An interesting fact is that sometimes it is better to let the dough rise in the oven rather than for hours in the fermentation chamber. The reason for this is that the bacterial flora in the fermentation chamber consumes the dough, while the dough can develop perfectly in the oven. After the dough has risen, if necessary, it is scored before being placed in the oven.

The "Scarpatura" of the Panettone

Finally, the top of the Panettone is brushed with butter to give it shine. In the past, the top was also marked with a cross-shaped cut, which originated from the bread of rural communities who thanked God for their daily bread in this way.

Overall, making a Panettone is a labor-intensive process that requires patience and skill. However, if you invest the time and effort, you can create a delicious and impressive Christmas pastry that will delight family and friends.

How is the Panettone baked?

Baking the Panettone requires the utmost care and attention, as a mistake can result in an inedible outcome. Therefore, the baking time is a crucial process.
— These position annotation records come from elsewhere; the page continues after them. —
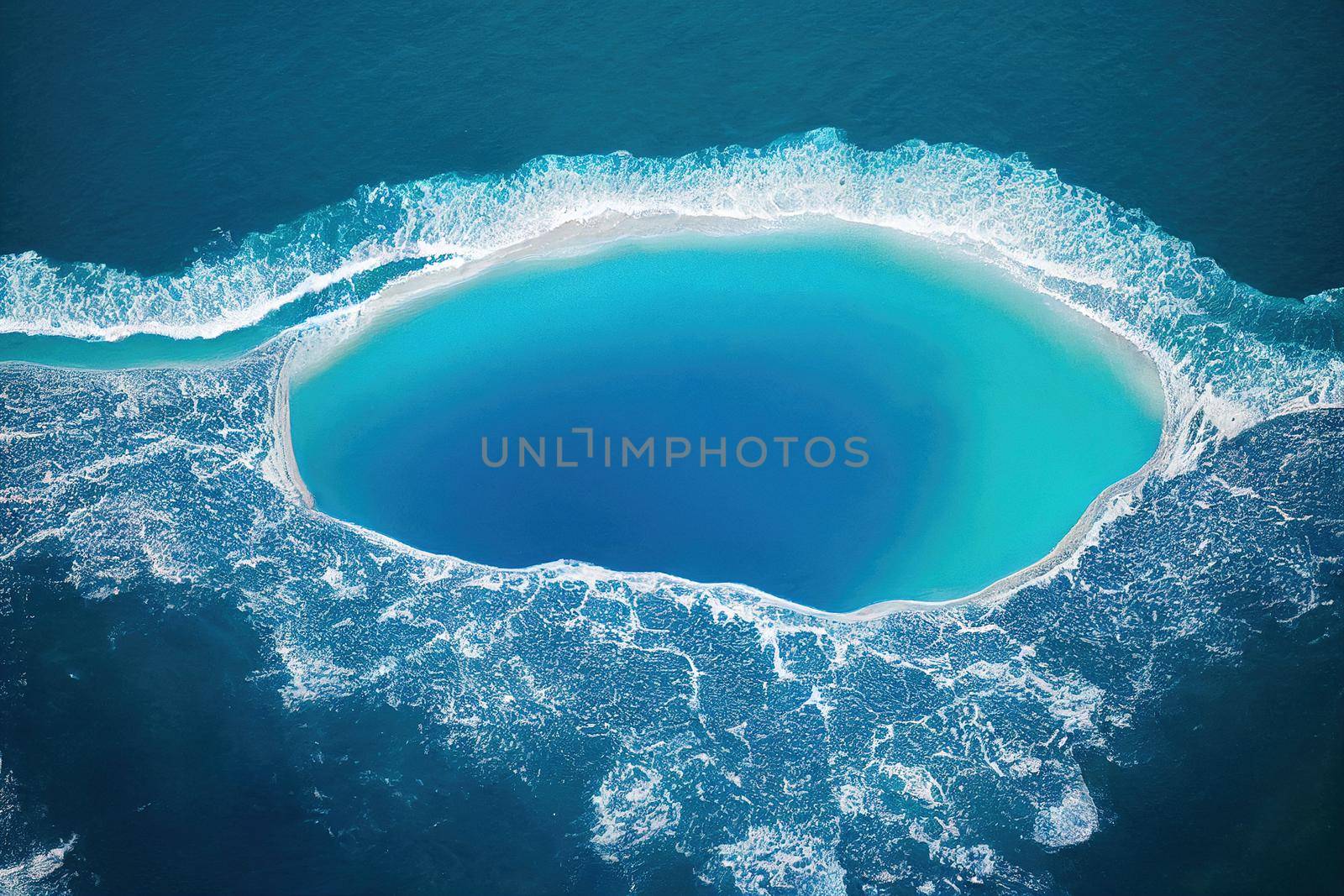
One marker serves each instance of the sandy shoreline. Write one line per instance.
(322, 340)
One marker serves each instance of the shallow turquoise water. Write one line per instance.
(992, 417)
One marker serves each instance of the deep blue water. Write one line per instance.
(203, 689)
(136, 134)
(979, 407)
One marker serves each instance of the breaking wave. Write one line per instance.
(776, 750)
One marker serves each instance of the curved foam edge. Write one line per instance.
(324, 338)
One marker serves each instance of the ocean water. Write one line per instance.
(979, 403)
(207, 687)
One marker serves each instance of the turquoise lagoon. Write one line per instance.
(990, 417)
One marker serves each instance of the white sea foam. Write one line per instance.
(1106, 261)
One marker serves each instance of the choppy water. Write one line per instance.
(206, 687)
(683, 732)
(974, 405)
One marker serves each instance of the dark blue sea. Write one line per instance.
(210, 687)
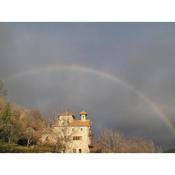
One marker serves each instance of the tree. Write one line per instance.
(3, 91)
(8, 131)
(110, 141)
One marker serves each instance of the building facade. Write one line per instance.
(71, 133)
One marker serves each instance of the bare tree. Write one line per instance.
(110, 141)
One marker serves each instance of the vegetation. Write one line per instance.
(110, 141)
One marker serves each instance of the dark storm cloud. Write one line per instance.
(141, 54)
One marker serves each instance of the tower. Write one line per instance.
(83, 115)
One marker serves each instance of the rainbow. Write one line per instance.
(105, 75)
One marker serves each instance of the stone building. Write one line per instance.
(71, 134)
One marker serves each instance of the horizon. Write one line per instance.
(122, 74)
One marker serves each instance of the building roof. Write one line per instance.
(80, 123)
(83, 113)
(67, 114)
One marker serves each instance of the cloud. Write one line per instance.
(141, 54)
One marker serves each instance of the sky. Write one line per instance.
(101, 68)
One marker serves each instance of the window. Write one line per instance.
(77, 137)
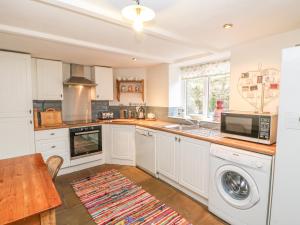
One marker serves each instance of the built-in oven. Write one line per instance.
(255, 127)
(85, 141)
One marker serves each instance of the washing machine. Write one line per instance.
(239, 187)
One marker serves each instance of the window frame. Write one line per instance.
(206, 96)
You must bake the Panettone at a low temperature to ensure that it rises perfectly and does not burn.

The temperature depends on your oven and whether it is ventilated or static. For a ventilated oven, I recommend a temperature of about 120-130 degrees Celsius.

To ensure that your Panettone is perfectly baked, you can use a thermometer and insert it into the Panettone to measure the temperature.

Make sure it is positioned at the core of the Panettone to ensure that it is baked at 92 degrees Celsius.

Why is the Panettone hung upside down?

Panettone upside down
Panettone upside down

The Panettone must be kept upside down for 12 hours because the gluten structure is unstable when hot. Gravity helps maintain the dome shape. There is another reason why the Panettone must be kept upside down for 12 hours, which is to allow the moisture to escape. Therefore, the bottom, which is in direct contact with the packaging, should remain open. After the 12 hours have passed at room temperature, we can remove the sticks and store the Panettone in a polypropylene package.

What is the reason behind the long shelf life of Panettone?

The packaging should be well sealed to prevent oxygen from entering. The Panettone can be consumed 45 days after it was made to allow the flavors to spread throughout the dough and create a better taste experience. Our fantastic Panettone has an exceptional aroma and can be considered well baked at 92 degrees, with a beautiful color. As previously mentioned, an artisan-made Panettone can be consumed up to 45 days after it was made and lasts about a month if no preservatives or enhancers are added.